Que j’ai toujours haï les pensées du vulgaire !
Les poètes français : recueil des chefs-d’œuvre de la poésie française … Gide (Paris) -1861-1863
Charles Perrault
Perrault : « On a beau vanter le sel attique, il est de même nature que les autres sels; il n’en diffère que du plus au moins; mais celui de M. de La Fontaine est d’une espèce toute nouvelle, il y entre une naïveté, une surprise et une plaisanterie d’un caractère qui lui est tout particulier, qui charme, qui émeut, et qui frappe tout d’une autre manière. » Et, après avoir cité des exemples, il ajoute : « Il y a dans toutes ses fables une infinité de choses semblables, toutes différentes entre elles, et dont il n’y a pas une seule qui ait son modèle dans les écrits des anciens. »
Charles Perrault, dans ses Éloges des hommes illustres qui ont paru pendant ce siècle, publiés en 1696, c’est-à-dire l’année qui suivit la mort du poète, s’exprime ainsi: « Le talent merveilleux que la nature lui donna lui a fait produire des ouvrages d’un agrément incomparable. Il s’y rencontre une simplicité ingénieuse, une naïveté spirituelle, et une plaisanterie originale qui, n’ayant jamais rien de froid, cause une surprise toujours nouvelle. Ces qualités si délicates, si faciles à dégénérer en mal et à faire un effet tout contraire à celui que l’auteur en attend, ont plu à tout le monde, aux sérieux, aux enjoués, aux cavaliers, aux dames, et aux vieillards de même qu’aux enfants. Jamais personne n’a mieux mérité d’être regardé comme original, et comme le premier en son espèce. Non-seulement il a inventé le genre de poésie où il s’est appliqué, mais il l’a porté à sa dernière perfection ; de sorte qu’il est le premier, et pour l’avoir inventé, et pour y avoir tellement excellé que personne ne pourra jamais avoir que la seconde place dans ce genre d’écrire. Les bonnes choses qu’il faisait lui coutoient peu, parce qu’elles coulaient de source, et qu’il ne faisait presque autre chose que d’exprimer naturellement ses propres pensées, et se peindre lui-même. Son plus bel ouvrage et qui vivra éternellement, c’est son recueil des fables d’Ésope qu’il a traduites ou paraphrasées.
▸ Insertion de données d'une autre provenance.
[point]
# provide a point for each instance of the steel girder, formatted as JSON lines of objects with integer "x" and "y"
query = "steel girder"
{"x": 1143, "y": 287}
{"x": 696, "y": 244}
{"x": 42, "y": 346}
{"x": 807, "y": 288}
Il a joint au bon sens d’Ésope des ornements de son invention, si convenables, si judicieux et si réjouissants en même temps, qu’il est mal aisé de faire une lecture plus utile et plus agréable tout ensemble. Il n’inventait pas les fables, mais il les choisissait bien, et les rendait presque tous-jours meilleures qu’elles n’étaient. »
Daniel Huet
Daniel Huet, dans ses Mémoires latins De rebus ad eum pertinentibus, dit de La Fontaine: « J’eus le bonheur, cette même année (1687), de voir s’accroître encore le nombre de mes amis. Jean La Fontaine, le spirituel, le délicieux, le malin fabuliste, avait su que je voulais voir une traduction italienne de Quintilien, faite par Horace Toscanella ; non-seulement il me l’apporta et m’en fit présent, mais il y joignit une charmante pièce de vers à mon adresse, ou il se moquait des gens qui opposent et préfèrent même notre siècle à l’antiquité. En quoi il donnait une preuve de sa candeur; car, encore qu’il fût au premier rang de nos meilleurs écrivains, il aimait mieux plaider en quelque sorte contre soi-même que de frustrer les anciens de l’honneur qui leur appartient. »
J. J. Rousseau
« Composons, M. de La Fontaine. Je me permets, quant à moi, de vous lire avec choix, de vous aimer, de m’instruire dans vos fables ; car j’espère ne pas me tromper sur leur objet ; mais pour mon élève, permettez que ne lui en laisse pas étudier une seule jusqu’à ce que vous m’ayez prouvé qu’il est bon pour lui d’apprendre des choses dont il ne comprendra pas le quart ; que dans celles qu’il pourra comprendre il ne prendra jamais le change, et qu’au lieu de se corriger sur la dupe il ne se formera pas sur le fripon. »
Voltaire
Voltaire, dans sa lettre écrite sous le nom de M. de La Visclède à M. le secrétaire perpétuel de l’Académie de Pau, rend justice à La Fontaine, mais avec des restrictions:« Il avait, dit-il, ce grand don de la nature, le talent. L’esprit le plus supérieur n’y saurait atteindre. C’est par les talents que le siècle de Louis XIV sera distingué à jamais de tous les siècles, dans notre France si longtemps grossière. Il y aura toujours de l’esprit; les connaissances des hommes augmenteront; on verra des ouvrages utiles…La suite
Voltaire, explique le peu de goût de Louis XIV pour La Fontaine, a dit :
» Vous me demandez pourquoi Louis XIV ne fit pas tomber ses bienfaits sur La Fontaine comme sur les autres gens de lettres qui firent honneur au grand siècle. Je vous répondrai d’abord qu’il ne goûtait pas assez le genre dans lequel ce conteur charmant excella. Il traitait les fables de La Fontaine comme les tableaux de Teniers, dont il ne voulait voir aucun dans ses appartements. »
François de Maucroix
François de Maucroix, apprenant la mort de son ami, écrivait : « Ses fables, au dire des plus habiles, ne mourront jamais et lui feront honneur dans toute la postérité. »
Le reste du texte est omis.